Aislamiento Acústico: la Convivencia se Escucha
Otro aspecto a mejorar es el aislamiento acústico entre habitaciones. Un comentario muy gráfico advierte: "Si otro huésped se levanta a las 7:00, te vas a despertar a las 7:00". Esta falta de insonorización puede ser un inconveniente significativo para personas con el sueño ligero o para aquellos que buscan un silencio absoluto durante su descanso. Aunque el entorno exterior es tranquilo, los ruidos internos del propio establecimiento pueden afectar la calidad del reposo. Es una contrapartida al encanto de alojarse en una construcción antigua, donde las estructuras originales no siempre cumplen con los estándares modernos de aislamiento sonoro.

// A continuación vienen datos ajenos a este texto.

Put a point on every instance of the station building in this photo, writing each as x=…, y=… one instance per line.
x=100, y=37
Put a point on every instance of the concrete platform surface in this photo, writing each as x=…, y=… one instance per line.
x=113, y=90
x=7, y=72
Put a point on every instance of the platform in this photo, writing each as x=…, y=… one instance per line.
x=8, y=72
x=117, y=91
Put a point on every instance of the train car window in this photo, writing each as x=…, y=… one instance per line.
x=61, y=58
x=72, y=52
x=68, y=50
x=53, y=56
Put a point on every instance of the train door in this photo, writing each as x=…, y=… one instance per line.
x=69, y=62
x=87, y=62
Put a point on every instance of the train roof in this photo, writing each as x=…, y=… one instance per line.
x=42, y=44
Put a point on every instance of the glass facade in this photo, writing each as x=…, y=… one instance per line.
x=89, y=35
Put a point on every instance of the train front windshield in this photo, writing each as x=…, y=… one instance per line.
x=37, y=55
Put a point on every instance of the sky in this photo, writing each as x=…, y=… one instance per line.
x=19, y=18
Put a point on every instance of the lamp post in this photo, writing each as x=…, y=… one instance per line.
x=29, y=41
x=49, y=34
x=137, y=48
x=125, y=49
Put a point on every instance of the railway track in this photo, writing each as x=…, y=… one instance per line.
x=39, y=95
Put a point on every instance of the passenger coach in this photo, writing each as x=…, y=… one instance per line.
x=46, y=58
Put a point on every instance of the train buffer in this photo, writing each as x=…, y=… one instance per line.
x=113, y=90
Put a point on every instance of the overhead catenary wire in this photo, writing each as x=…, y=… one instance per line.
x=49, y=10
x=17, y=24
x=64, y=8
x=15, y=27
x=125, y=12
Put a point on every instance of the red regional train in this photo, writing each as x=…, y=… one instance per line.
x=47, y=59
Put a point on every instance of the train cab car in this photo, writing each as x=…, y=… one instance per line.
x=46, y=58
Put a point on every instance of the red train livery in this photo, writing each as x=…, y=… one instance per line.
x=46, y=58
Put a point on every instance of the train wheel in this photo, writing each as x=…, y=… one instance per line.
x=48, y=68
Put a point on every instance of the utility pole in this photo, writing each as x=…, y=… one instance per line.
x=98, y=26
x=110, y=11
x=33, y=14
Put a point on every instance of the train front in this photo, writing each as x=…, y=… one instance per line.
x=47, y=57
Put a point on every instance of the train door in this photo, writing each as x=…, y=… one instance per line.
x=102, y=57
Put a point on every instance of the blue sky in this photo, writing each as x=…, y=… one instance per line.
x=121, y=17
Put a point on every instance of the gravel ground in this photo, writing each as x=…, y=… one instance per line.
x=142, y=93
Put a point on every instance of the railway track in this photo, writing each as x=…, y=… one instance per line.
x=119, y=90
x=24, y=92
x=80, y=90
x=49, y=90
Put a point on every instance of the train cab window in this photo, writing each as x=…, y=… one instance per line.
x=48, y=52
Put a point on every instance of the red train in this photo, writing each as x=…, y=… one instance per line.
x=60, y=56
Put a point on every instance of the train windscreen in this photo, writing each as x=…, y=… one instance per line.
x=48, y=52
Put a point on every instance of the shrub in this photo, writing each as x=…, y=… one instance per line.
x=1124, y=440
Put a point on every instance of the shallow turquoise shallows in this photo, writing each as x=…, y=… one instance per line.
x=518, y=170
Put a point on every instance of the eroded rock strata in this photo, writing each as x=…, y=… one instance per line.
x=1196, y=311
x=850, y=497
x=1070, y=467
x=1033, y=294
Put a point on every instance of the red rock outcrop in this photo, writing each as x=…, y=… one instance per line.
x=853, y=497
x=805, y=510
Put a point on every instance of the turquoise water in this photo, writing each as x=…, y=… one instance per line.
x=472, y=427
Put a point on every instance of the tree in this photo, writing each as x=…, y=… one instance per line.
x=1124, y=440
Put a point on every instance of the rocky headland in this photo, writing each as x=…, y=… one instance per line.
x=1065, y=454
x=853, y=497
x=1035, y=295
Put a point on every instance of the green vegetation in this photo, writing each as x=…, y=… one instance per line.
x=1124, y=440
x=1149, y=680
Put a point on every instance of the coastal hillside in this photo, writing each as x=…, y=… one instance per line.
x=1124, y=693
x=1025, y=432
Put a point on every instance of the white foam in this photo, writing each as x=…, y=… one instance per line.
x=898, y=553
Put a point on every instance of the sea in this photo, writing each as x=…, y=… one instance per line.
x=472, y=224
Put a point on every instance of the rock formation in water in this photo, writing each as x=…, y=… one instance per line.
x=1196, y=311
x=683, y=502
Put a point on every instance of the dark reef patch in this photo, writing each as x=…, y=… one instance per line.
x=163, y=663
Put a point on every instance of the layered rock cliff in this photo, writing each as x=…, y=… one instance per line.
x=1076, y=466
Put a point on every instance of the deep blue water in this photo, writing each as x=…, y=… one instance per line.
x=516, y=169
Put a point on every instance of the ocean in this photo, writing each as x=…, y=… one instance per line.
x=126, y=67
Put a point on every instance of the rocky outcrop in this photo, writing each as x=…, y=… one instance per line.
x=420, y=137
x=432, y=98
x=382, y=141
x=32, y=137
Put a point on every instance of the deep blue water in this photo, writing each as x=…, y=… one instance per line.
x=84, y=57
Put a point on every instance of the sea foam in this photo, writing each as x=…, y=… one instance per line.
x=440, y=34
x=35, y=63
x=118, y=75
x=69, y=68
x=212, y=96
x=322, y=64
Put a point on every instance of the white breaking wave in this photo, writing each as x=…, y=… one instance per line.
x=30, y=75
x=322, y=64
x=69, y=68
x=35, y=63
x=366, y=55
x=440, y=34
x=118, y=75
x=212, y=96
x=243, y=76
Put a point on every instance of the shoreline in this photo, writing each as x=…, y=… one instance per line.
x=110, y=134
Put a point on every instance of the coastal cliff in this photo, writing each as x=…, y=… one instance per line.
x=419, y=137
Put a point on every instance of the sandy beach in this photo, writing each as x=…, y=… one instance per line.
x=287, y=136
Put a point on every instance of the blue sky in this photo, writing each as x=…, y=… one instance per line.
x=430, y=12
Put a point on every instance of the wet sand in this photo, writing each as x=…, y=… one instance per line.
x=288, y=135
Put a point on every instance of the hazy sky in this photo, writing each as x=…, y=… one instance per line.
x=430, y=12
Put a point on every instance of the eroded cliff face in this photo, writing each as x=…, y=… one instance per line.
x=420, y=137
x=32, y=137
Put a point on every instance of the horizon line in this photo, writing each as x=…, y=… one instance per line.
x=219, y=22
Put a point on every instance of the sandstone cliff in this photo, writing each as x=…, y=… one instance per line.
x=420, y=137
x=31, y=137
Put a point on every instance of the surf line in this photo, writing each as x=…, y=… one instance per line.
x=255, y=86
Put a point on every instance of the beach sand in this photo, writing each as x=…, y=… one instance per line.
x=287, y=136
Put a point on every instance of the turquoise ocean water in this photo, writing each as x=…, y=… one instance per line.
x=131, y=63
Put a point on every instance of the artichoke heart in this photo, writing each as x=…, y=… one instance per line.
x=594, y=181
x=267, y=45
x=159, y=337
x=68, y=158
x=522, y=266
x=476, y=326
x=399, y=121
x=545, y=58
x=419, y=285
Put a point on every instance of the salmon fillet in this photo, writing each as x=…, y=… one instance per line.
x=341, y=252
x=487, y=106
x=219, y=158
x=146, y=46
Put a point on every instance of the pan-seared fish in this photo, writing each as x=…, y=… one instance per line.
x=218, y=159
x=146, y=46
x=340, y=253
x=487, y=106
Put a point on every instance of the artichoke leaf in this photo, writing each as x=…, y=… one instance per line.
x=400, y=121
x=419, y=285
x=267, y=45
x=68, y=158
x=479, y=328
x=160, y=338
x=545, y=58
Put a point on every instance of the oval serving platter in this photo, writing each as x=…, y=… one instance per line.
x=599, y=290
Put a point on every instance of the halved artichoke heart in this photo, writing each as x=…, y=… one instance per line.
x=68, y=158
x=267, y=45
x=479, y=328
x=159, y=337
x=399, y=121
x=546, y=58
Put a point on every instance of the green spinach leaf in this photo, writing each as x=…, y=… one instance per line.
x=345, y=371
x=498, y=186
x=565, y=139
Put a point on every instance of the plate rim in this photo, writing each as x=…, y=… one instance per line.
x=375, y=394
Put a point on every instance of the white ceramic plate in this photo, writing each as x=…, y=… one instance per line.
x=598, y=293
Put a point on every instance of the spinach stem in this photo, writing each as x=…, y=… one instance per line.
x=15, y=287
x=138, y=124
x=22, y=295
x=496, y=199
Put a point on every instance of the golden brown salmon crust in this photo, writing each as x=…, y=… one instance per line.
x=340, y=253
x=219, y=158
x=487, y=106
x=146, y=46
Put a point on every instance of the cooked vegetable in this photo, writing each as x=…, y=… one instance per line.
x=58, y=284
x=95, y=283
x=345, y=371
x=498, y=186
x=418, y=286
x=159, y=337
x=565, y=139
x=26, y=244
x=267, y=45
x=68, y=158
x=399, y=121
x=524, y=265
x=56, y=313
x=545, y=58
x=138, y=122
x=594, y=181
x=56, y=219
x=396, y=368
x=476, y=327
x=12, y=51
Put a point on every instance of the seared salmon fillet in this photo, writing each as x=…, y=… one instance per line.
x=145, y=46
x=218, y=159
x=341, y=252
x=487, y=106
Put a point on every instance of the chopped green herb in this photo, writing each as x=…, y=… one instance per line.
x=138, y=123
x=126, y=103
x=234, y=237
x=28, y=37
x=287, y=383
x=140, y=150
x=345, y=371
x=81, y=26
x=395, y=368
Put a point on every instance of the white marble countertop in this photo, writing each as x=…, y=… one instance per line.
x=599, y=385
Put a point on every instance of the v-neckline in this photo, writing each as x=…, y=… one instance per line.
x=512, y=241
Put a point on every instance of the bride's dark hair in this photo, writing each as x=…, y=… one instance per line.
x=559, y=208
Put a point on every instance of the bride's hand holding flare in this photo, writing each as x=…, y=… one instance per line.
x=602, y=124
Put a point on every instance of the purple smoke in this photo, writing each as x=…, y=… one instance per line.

Ubicación Precisa: en El Pito, no en el Puerto
Si bien para muchos la ubicación es una ventaja, es fundamental aclarar que la Casona Selgas no está en el anfiteatro de casas de colores de Cudillero, sino a 2 km. Para llegar al puerto es necesario un corto trayecto en coche o un paseo de cierta consideración. Aquellos viajeros que deseen la experiencia de salir del hotel y estar inmersos en las empinadas calles del pueblo pesquero deben ser conscientes de esta distancia. La propia web del alojamiento lo plantea como una elección entre el "bullicioso centro" y la "zona alta de El Pito, mucho más tranquila". La elección dependerá enteramente de las prioridades de cada visitante.
Final
La Casona Selgas es un alojamiento en Cudillero con una personalidad muy definida. Es la opción ideal para viajeros que se desplazan en coche por los diferentes hoteles en Asturias, que priorizan la tranquilidad y el aparcamiento fácil por encima de la ubicación céntrica, y que aprecian el sabor de los edificios históricos. Su personal amable y su atmósfera acogedora son grandes bazas a su favor. Sin embargo, no es la elección más recomendable para personas muy sensibles al frío (especialmente fuera de la temporada estival) o para quienes necesiten un silencio absoluto para dormir. Conocer de antemano tanto sus fortalezas como sus debilidades es la mejor manera de asegurar que la estancia en esta casona asturiana cumpla con las expectativas.